“It is hard to make government representative when it is also remote.”
G.K. Chesterton, Illustrated London News, August 17, 1918
The problem with the world in which we find ourselves is that it exists on the level of platitude. People no longer think, they merely regurgitate what they’ve been taught. Thus, for instance, all thoroughly modern people will tell you that “imperialism is bad” and that “democracy is good.” And yet, ironically, most moderns embrace imperialism even while they condemn it, and kill democracy even as they proclaim it. For instance, they condemn the British Empire, as the epitome of imperialism, and yet defend the globalism which the British Empire set in place. Similarly, they defend democracy, as being government by the people, and yet advocate ever bigger government, which is further from the people and increasingly unrepresentative of, and unresponsive to, the will of the people.
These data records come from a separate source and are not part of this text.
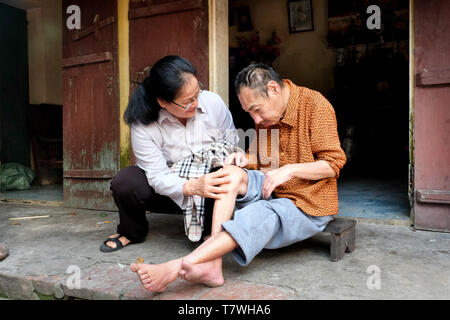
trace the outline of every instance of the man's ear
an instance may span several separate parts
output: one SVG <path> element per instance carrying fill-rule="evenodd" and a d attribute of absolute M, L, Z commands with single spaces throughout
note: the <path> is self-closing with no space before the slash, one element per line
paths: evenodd
<path fill-rule="evenodd" d="M 281 87 L 276 81 L 270 80 L 267 83 L 267 92 L 278 95 L 281 93 Z"/>
<path fill-rule="evenodd" d="M 159 105 L 161 106 L 161 108 L 167 109 L 168 103 L 167 103 L 165 100 L 163 100 L 163 99 L 161 99 L 161 98 L 156 98 L 156 101 L 159 103 Z"/>

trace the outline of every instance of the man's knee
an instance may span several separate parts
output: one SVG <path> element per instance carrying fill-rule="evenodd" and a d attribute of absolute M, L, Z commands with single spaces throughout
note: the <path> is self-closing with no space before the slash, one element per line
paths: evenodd
<path fill-rule="evenodd" d="M 247 192 L 248 185 L 247 171 L 234 165 L 225 165 L 223 170 L 230 173 L 231 189 L 240 195 L 244 195 Z"/>

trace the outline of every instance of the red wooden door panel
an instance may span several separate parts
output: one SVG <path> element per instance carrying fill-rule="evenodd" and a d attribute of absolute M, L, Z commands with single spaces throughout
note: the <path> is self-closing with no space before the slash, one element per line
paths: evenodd
<path fill-rule="evenodd" d="M 68 0 L 79 31 L 64 32 L 64 204 L 116 210 L 109 185 L 118 172 L 120 111 L 115 0 Z"/>
<path fill-rule="evenodd" d="M 130 94 L 166 55 L 188 59 L 207 87 L 209 39 L 207 0 L 130 1 Z M 135 163 L 132 153 L 131 162 Z"/>
<path fill-rule="evenodd" d="M 414 221 L 450 231 L 450 2 L 414 1 Z"/>
<path fill-rule="evenodd" d="M 132 80 L 163 56 L 174 54 L 190 60 L 208 85 L 207 0 L 132 1 L 129 19 Z"/>

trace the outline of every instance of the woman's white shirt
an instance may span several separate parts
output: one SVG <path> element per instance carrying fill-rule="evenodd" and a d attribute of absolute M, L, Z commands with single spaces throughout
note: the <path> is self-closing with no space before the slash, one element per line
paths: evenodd
<path fill-rule="evenodd" d="M 210 91 L 200 94 L 196 114 L 187 120 L 186 126 L 161 109 L 157 121 L 149 125 L 133 124 L 130 134 L 137 166 L 145 171 L 148 184 L 182 209 L 187 201 L 183 194 L 186 179 L 173 173 L 170 167 L 213 142 L 226 139 L 238 143 L 228 107 L 218 94 Z"/>

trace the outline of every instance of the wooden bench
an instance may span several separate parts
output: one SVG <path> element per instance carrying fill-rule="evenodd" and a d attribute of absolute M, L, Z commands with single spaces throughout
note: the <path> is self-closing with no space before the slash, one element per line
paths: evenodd
<path fill-rule="evenodd" d="M 355 220 L 335 218 L 325 227 L 323 232 L 329 233 L 331 238 L 331 261 L 339 261 L 345 252 L 353 252 L 355 250 L 355 225 Z"/>

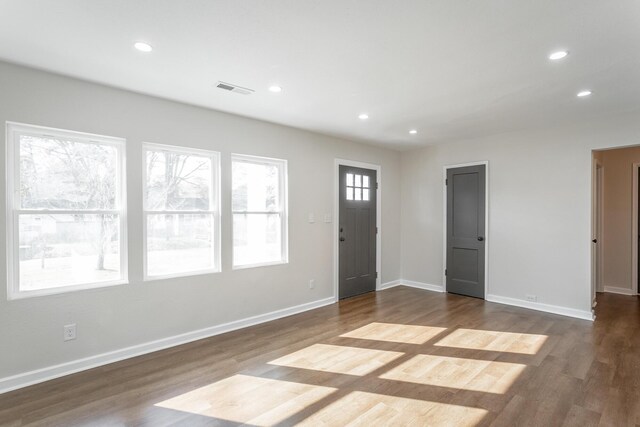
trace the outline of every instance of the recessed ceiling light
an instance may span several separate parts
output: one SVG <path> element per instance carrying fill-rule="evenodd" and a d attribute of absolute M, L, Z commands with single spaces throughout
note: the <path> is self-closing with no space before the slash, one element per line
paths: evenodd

How is this possible? How can people believe in one thing and yet advocate its opposite? How can they fall into the absurdity of what George Orwell calls doublethink, which is the acceptance of two mutually contradictory and incompatible views simultaneously? The answer is as simple as it is scary. Doublethink is actually the absence of thought. It is the darkly delightful joke that reason plays on those who don’t think. Take, for instance, the pithy wisdom of G.K. Chesterton and set it against the platitudes of the modern mind.
“It is hard to make government representative when it is also remote,” says Chesterton.
Yes, says our thoroughly modern friend, I couldn’t agree more. This is why America declared its independence from Britain. The government of Britain was too remote from the colonies to represent the will of those living in them. Independence was, therefore, a blow against imperialism and a move towards democracy.
Indeed, we might respond, agreeing with our modern friend, but why, in that case, do you oppose Britain declaring its independence from the European Union? Wasn’t the government of the European Union too remote from its British “colony” to represent the will of those living there? Wasn’t Britain’s declaration of independence, therefore, a blow against imperialism and a move towards democracy? Shouldn’t the British celebrate the Twenty-Third of June, ideally with fireworks, as the United States celebrates the Fourth of July? The response of our modern friend to such efforts at rational discourse will be bemusement, at best, or, at worst, a knee-jerk hostility arising from the inarticulate suspicion that he is being affronted by some kind of fascist.
The sad reality is that such logic has no place in the modern mind which, aspiring to nothing but self-gratification and the bread and circuses that Big Brother provides, is entirely comfortable with platitudinous doublethink, kept in place by an assiduous determination not to think too deeply about anything.
Brushing aside all efforts at rational discourse our modern friend will tell you that British withdrawal from the EU is retrogressive because freedom will only exist when the archaic nation-state is replaced by the inevitability of a World Government. But, we respond, how could a world government be representative when it will be so remote from ordinary people? How could a world government be anything but a tyranny, even if it wore the doublethink mask of democracy? Wouldn’t the imposition of a global government be imperialism of the worst sort?
At this point, our modern friend stares at us with a smug grin and begins to repeat the mantra of his globalist creed, a sort of prayer to nobody in particular, invoked to keep away evil spirits and difficult questions: Imagine there’s no countries. It isn’t hard to do. Nothing to kill or die for. And no religion, too. Imagine all the people living life in peace. You may say I’m a dreamer, But I’m not the only one. I hope someday you’ll join us, And the world will be as one.
Faced with the smug grin and the vacant superciliousness of our thoughtless friend, who has clearly learned the little that he knows from soundbites on TV or on social media, we might be tempted to modify Chesterton’s words. Perhaps, when all is said and done, it is hard to expect government to be representative when the people are always reaching for the remote.
Leaving our friend somnambulating towards slavery, we seek the solace of souls who seek the truth, not those who hide from it. We seek those who understand the dangers of doublethink and the ominous threat of Big Brother because they have actually read Nineteen Eighty-Four and can apply the “Orwellian” adjective to tyranny when they see it. (Our modern friend does not read books. He knows the truth without ever feeling the need to engage with it.) We realize that C.S. Lewis was right when he mused that men without minds and morals become men without chests, to which, as a true Chesterton (as was Lewis), I would add that men without chests are all too often men without Chesterton.
“We make men without chests,” Lewis wrote in The Abolition of Man, “and expect from them virtue and enterprise. We laugh at honor and are shocked to find traitors in our midst.” Such empty-headed and hollow-chested men are ushering in an age of imperialism even as they are killing democracy in the name of imagined freedom. If only they had the wisdom of Orwell, Lewis, and Chesterton they might actually become true defenders of the democracy they proclaim and not destroyers of it.